Written by Taylor Baker
Max Walker-Silverman’s “A Love Song” straddles multiple cinematic stylings from a quirky (Wes) Andersonian tinged reclamation of a buried relative to the language of slow cinema found in lingering moments on a gorgeous landscape staring off into space. Dale Dickey plays Faye, a widow who used to fly bush planes in the forest service whose husband passed away seven years before we enter the story. Lito her childhood sweetheart played by Wes Studi, exchanged letters with her after his wife passed away. In those letters, they agree to meet up at campsite number 7 along the side of a lake. Which is where we find Faye as the film begins. Reading her night and day books, spinning the dial of an old battery-operated radio, and brewing coffee for an indeterminate amount of days.
Dickey’s portrayal in front of the camera is engrossing, the lines of her distinct face and the arthritis of her knuckles as she fishes crayfish out a lake evoke an unassuming emotionality.
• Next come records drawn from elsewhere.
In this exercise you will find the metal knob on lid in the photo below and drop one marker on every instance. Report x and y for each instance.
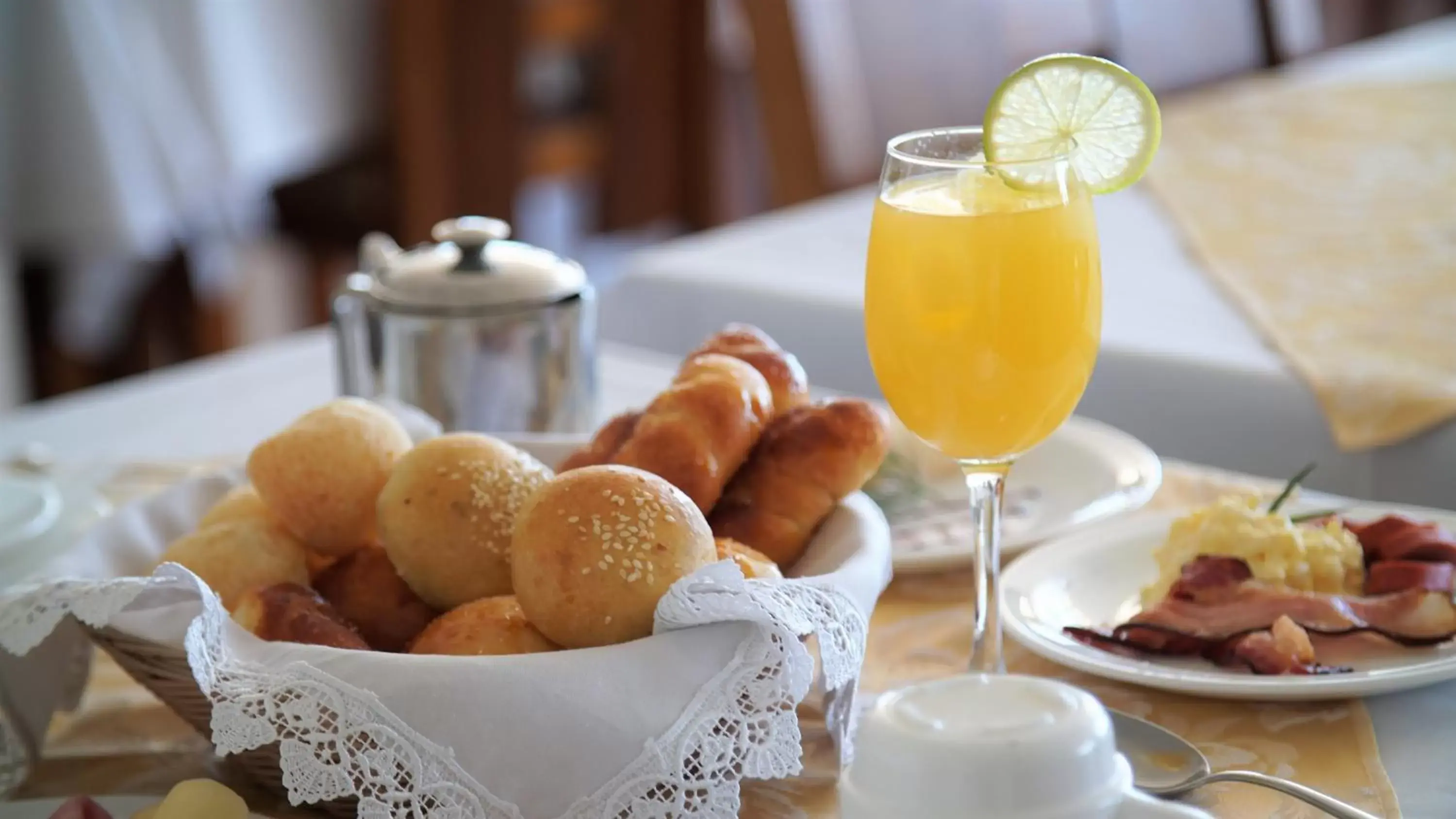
(471, 235)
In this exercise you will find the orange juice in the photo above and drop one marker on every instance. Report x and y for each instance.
(983, 309)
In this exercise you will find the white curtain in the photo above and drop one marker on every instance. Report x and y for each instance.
(146, 124)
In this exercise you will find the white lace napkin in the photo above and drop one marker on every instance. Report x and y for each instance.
(657, 728)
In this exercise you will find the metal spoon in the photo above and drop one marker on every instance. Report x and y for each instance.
(1168, 766)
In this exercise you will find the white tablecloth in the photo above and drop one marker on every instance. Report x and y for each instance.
(220, 407)
(1180, 367)
(223, 405)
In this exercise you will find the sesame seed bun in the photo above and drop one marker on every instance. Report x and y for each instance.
(447, 512)
(597, 547)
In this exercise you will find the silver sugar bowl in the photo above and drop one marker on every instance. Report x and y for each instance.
(480, 332)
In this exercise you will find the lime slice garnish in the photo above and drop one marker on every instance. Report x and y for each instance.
(1091, 110)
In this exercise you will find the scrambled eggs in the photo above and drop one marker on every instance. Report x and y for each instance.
(1323, 557)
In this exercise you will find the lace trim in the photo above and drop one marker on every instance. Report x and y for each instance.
(337, 741)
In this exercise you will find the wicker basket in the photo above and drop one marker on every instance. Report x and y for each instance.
(165, 671)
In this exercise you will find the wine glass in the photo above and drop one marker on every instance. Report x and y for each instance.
(983, 309)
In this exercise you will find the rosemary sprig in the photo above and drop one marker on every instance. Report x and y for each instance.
(1308, 517)
(1291, 486)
There’s doubtless plenty of conversation to be had about how lovely it is to see a film star a woman that decades ago never would have been considered as a lead actress in a romantic film. But that seems reductive to the breadth and emotionality of the piece, the choices, character, and style that Dickey and Walker-Silverman hem the film in with. The buzz and chirps, of insects and birds, the ripples of the lake, the postman walking on foot alongside his mule, and Faye’s chance encounter with a shepherd as she hikes up the foothills of the mountainside. “A Love Song” isn’t just about the past romance she’d shared with Studi’s Lito, but seemingly about her place in the world, and acceptance of herself. It’s unassumingly gorgeous and sincere filmmaking, and sometimes that’s more than enough.